Not only are the gospels plainly fiction, being four parallel sequels themed upon the book of Genesis, but consistently the authors portray Jesus as Cain. He has "entered a second time into his mother's womb and been born again " [qv. Jn.3:4]. And now he goes "hidden from your face " [Gn.4:14].

The Christian church, failing to recognise who this is [Mt.16:13, Mk.8:27, Lk.9:18], insists on embracing Cain as if he were somehow good.

Yet Cain is deemed to be evil [LXX Gn.4:1 => 1Jn.3:12]. He is the offspring of the serpent, who is Satan. He has killed his brother Abel. And it is the central theme of the gospels that in retribution he will himself be killed [LXX Gn.4:14 => Mt.17:23, Mk.9:31, Lk.18:33].

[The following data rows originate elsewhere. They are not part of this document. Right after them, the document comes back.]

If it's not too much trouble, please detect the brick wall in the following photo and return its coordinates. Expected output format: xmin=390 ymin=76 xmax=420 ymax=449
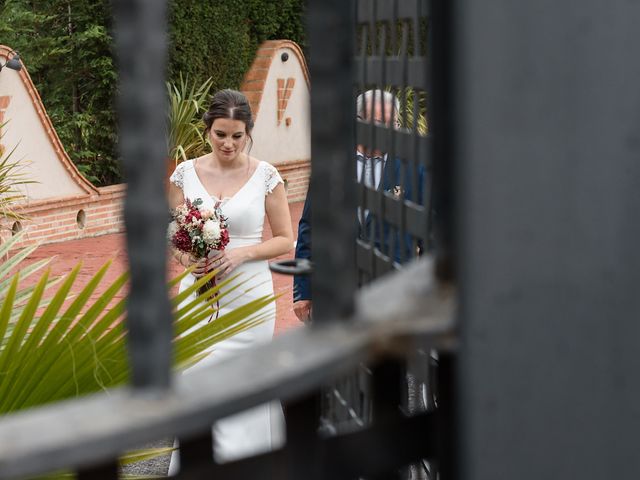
xmin=2 ymin=185 xmax=126 ymax=246
xmin=0 ymin=160 xmax=311 ymax=251
xmin=275 ymin=160 xmax=311 ymax=203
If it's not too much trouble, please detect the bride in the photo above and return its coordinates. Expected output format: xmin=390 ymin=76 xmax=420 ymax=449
xmin=169 ymin=90 xmax=293 ymax=468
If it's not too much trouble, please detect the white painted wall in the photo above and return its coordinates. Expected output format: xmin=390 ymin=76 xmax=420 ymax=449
xmin=0 ymin=68 xmax=86 ymax=200
xmin=250 ymin=47 xmax=311 ymax=165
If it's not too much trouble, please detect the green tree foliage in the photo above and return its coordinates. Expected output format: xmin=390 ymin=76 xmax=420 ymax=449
xmin=169 ymin=0 xmax=305 ymax=91
xmin=0 ymin=0 xmax=121 ymax=185
xmin=0 ymin=0 xmax=305 ymax=185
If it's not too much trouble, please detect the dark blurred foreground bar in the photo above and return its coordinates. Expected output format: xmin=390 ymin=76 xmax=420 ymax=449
xmin=0 ymin=258 xmax=454 ymax=479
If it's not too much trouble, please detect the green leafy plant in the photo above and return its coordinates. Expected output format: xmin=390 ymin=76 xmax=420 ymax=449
xmin=167 ymin=74 xmax=212 ymax=165
xmin=388 ymin=87 xmax=429 ymax=136
xmin=0 ymin=232 xmax=274 ymax=415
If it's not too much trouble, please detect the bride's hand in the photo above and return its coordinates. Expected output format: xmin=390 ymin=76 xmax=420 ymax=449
xmin=209 ymin=248 xmax=246 ymax=280
xmin=188 ymin=257 xmax=212 ymax=278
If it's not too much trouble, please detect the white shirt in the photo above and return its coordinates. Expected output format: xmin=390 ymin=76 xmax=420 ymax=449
xmin=356 ymin=152 xmax=387 ymax=188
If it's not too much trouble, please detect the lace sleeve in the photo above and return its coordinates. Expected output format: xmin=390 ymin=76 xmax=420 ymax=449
xmin=264 ymin=162 xmax=284 ymax=194
xmin=169 ymin=162 xmax=184 ymax=188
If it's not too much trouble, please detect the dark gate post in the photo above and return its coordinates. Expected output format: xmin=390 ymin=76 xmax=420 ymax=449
xmin=307 ymin=0 xmax=356 ymax=323
xmin=455 ymin=0 xmax=640 ymax=480
xmin=113 ymin=0 xmax=172 ymax=388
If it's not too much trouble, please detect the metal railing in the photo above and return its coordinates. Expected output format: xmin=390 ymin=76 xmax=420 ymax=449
xmin=0 ymin=0 xmax=455 ymax=479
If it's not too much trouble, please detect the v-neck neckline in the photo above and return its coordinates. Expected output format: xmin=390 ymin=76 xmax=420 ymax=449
xmin=191 ymin=160 xmax=262 ymax=203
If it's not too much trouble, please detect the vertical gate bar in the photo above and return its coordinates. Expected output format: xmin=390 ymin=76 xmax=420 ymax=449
xmin=454 ymin=0 xmax=640 ymax=480
xmin=307 ymin=0 xmax=356 ymax=324
xmin=435 ymin=352 xmax=459 ymax=480
xmin=180 ymin=428 xmax=214 ymax=472
xmin=76 ymin=460 xmax=120 ymax=480
xmin=371 ymin=358 xmax=407 ymax=480
xmin=113 ymin=0 xmax=172 ymax=389
xmin=427 ymin=0 xmax=456 ymax=281
xmin=285 ymin=392 xmax=322 ymax=480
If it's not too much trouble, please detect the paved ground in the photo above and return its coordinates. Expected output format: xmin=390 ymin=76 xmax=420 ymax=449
xmin=20 ymin=203 xmax=303 ymax=475
xmin=24 ymin=202 xmax=303 ymax=334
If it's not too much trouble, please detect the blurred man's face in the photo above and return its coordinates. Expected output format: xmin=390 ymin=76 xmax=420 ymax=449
xmin=358 ymin=97 xmax=397 ymax=157
xmin=364 ymin=98 xmax=392 ymax=127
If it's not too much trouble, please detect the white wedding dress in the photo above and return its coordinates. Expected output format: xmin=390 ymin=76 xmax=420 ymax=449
xmin=169 ymin=160 xmax=284 ymax=474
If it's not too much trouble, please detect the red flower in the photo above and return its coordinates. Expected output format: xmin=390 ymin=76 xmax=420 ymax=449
xmin=173 ymin=228 xmax=191 ymax=252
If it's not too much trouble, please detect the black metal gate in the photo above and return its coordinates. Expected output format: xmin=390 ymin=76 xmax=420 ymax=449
xmin=312 ymin=0 xmax=437 ymax=478
xmin=0 ymin=0 xmax=640 ymax=480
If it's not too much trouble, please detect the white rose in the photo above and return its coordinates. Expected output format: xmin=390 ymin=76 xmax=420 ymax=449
xmin=167 ymin=220 xmax=178 ymax=240
xmin=202 ymin=220 xmax=220 ymax=243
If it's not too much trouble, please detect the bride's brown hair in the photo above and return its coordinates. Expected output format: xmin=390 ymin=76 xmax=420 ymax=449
xmin=202 ymin=88 xmax=253 ymax=143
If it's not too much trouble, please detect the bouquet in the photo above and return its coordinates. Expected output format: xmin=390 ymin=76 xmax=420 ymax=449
xmin=168 ymin=198 xmax=229 ymax=295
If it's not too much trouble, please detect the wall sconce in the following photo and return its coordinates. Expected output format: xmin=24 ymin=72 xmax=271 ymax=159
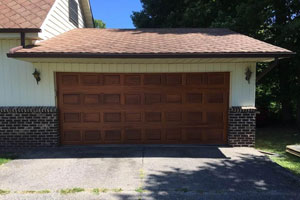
xmin=32 ymin=69 xmax=41 ymax=84
xmin=245 ymin=67 xmax=252 ymax=84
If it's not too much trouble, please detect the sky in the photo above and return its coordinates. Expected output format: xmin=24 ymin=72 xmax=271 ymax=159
xmin=90 ymin=0 xmax=142 ymax=28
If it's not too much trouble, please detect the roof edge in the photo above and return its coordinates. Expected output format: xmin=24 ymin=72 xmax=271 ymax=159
xmin=0 ymin=28 xmax=42 ymax=33
xmin=7 ymin=51 xmax=296 ymax=58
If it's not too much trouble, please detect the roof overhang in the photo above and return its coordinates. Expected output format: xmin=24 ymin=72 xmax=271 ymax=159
xmin=7 ymin=51 xmax=295 ymax=59
xmin=0 ymin=28 xmax=42 ymax=33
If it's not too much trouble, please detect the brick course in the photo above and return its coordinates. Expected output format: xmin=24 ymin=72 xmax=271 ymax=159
xmin=0 ymin=107 xmax=59 ymax=147
xmin=0 ymin=107 xmax=256 ymax=147
xmin=228 ymin=107 xmax=256 ymax=147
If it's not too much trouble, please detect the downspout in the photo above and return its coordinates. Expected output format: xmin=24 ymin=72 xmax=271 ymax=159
xmin=20 ymin=32 xmax=26 ymax=48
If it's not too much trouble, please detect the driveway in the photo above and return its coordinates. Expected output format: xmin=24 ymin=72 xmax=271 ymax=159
xmin=0 ymin=145 xmax=300 ymax=200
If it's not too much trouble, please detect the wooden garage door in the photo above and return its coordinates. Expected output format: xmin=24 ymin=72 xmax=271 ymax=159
xmin=57 ymin=73 xmax=229 ymax=144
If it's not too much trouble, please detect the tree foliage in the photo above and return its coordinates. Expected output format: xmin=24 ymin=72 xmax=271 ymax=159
xmin=131 ymin=0 xmax=300 ymax=126
xmin=94 ymin=19 xmax=106 ymax=28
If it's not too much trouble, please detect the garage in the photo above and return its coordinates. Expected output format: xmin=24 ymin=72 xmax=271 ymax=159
xmin=56 ymin=72 xmax=229 ymax=145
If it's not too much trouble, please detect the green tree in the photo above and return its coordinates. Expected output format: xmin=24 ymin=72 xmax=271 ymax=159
xmin=94 ymin=19 xmax=106 ymax=28
xmin=131 ymin=0 xmax=300 ymax=128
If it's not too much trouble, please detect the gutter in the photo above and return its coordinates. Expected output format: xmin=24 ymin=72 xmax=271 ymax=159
xmin=7 ymin=49 xmax=296 ymax=58
xmin=0 ymin=28 xmax=42 ymax=33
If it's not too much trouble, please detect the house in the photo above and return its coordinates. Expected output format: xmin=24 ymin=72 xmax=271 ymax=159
xmin=0 ymin=0 xmax=293 ymax=147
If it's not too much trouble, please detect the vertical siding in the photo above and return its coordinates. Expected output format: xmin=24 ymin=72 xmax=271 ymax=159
xmin=0 ymin=45 xmax=256 ymax=106
xmin=40 ymin=0 xmax=85 ymax=40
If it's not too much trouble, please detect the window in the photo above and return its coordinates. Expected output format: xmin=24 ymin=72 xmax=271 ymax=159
xmin=69 ymin=0 xmax=78 ymax=27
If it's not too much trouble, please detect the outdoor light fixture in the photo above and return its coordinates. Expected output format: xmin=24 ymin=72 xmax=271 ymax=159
xmin=245 ymin=67 xmax=252 ymax=84
xmin=32 ymin=69 xmax=41 ymax=84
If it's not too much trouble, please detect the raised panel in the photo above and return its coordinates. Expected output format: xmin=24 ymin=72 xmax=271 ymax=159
xmin=103 ymin=75 xmax=121 ymax=85
xmin=166 ymin=128 xmax=182 ymax=141
xmin=204 ymin=129 xmax=223 ymax=142
xmin=125 ymin=112 xmax=142 ymax=122
xmin=166 ymin=94 xmax=182 ymax=103
xmin=124 ymin=75 xmax=141 ymax=85
xmin=63 ymin=94 xmax=80 ymax=105
xmin=145 ymin=112 xmax=161 ymax=122
xmin=144 ymin=74 xmax=162 ymax=85
xmin=186 ymin=73 xmax=208 ymax=86
xmin=166 ymin=112 xmax=182 ymax=122
xmin=145 ymin=129 xmax=161 ymax=141
xmin=84 ymin=130 xmax=101 ymax=143
xmin=64 ymin=130 xmax=81 ymax=142
xmin=208 ymin=73 xmax=225 ymax=85
xmin=81 ymin=74 xmax=101 ymax=86
xmin=206 ymin=112 xmax=223 ymax=124
xmin=186 ymin=93 xmax=202 ymax=103
xmin=104 ymin=113 xmax=121 ymax=122
xmin=103 ymin=94 xmax=121 ymax=104
xmin=186 ymin=128 xmax=203 ymax=142
xmin=125 ymin=129 xmax=142 ymax=140
xmin=187 ymin=112 xmax=202 ymax=122
xmin=145 ymin=94 xmax=161 ymax=105
xmin=83 ymin=94 xmax=100 ymax=105
xmin=206 ymin=92 xmax=224 ymax=103
xmin=61 ymin=75 xmax=79 ymax=86
xmin=167 ymin=74 xmax=182 ymax=85
xmin=64 ymin=113 xmax=81 ymax=122
xmin=125 ymin=94 xmax=141 ymax=105
xmin=83 ymin=113 xmax=101 ymax=123
xmin=104 ymin=130 xmax=122 ymax=141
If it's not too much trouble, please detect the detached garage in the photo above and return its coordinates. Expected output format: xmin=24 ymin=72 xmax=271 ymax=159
xmin=56 ymin=73 xmax=229 ymax=144
xmin=0 ymin=29 xmax=292 ymax=146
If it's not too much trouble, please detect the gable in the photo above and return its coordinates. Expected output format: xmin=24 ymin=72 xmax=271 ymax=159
xmin=0 ymin=0 xmax=55 ymax=29
xmin=39 ymin=0 xmax=86 ymax=40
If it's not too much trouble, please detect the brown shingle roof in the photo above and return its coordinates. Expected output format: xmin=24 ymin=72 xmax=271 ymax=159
xmin=0 ymin=0 xmax=55 ymax=29
xmin=10 ymin=29 xmax=292 ymax=57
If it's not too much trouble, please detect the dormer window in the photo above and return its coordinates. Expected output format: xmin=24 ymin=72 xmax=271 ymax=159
xmin=69 ymin=0 xmax=78 ymax=27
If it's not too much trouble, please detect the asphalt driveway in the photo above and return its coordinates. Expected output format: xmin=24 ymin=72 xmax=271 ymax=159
xmin=0 ymin=146 xmax=300 ymax=200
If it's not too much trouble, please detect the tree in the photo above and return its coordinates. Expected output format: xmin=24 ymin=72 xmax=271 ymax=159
xmin=131 ymin=0 xmax=300 ymax=128
xmin=94 ymin=19 xmax=106 ymax=28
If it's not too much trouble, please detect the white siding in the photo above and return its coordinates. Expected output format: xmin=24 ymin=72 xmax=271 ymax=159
xmin=0 ymin=54 xmax=256 ymax=106
xmin=39 ymin=0 xmax=85 ymax=40
xmin=0 ymin=40 xmax=39 ymax=106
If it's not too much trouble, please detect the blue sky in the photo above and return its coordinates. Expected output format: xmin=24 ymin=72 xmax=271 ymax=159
xmin=90 ymin=0 xmax=142 ymax=28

Unfortunately the Christian tradition "understands none of these things; this word was hidden from them, and they did not learn to know what was said" [ Lk.18:33-34 ]:


It is ignorance of what a gospel really is - of how it extends the theme of Genesis, making real for every reader their own personal encounter with the scriptural serpent who seeks to deceive them with the HEADY promise of 'eternal life' - that leads Christians unwittingly to embrace as their god the fictional figure consistently set forth in scripture as 'Satan'.

They could make no greater mistake. For this is the duplicate deity brought into being at Gn.1:27, not the good God pre-existing at Gn.1:1.

The same combination of philosophical, cultural, logical and linguistic incompetence leaves the Christian church(es) crippled at every turn. Even what they have will be taken from them - as anyone who succeeds in penetrating the 'mystery' set forth in the gospels must surely appreciate.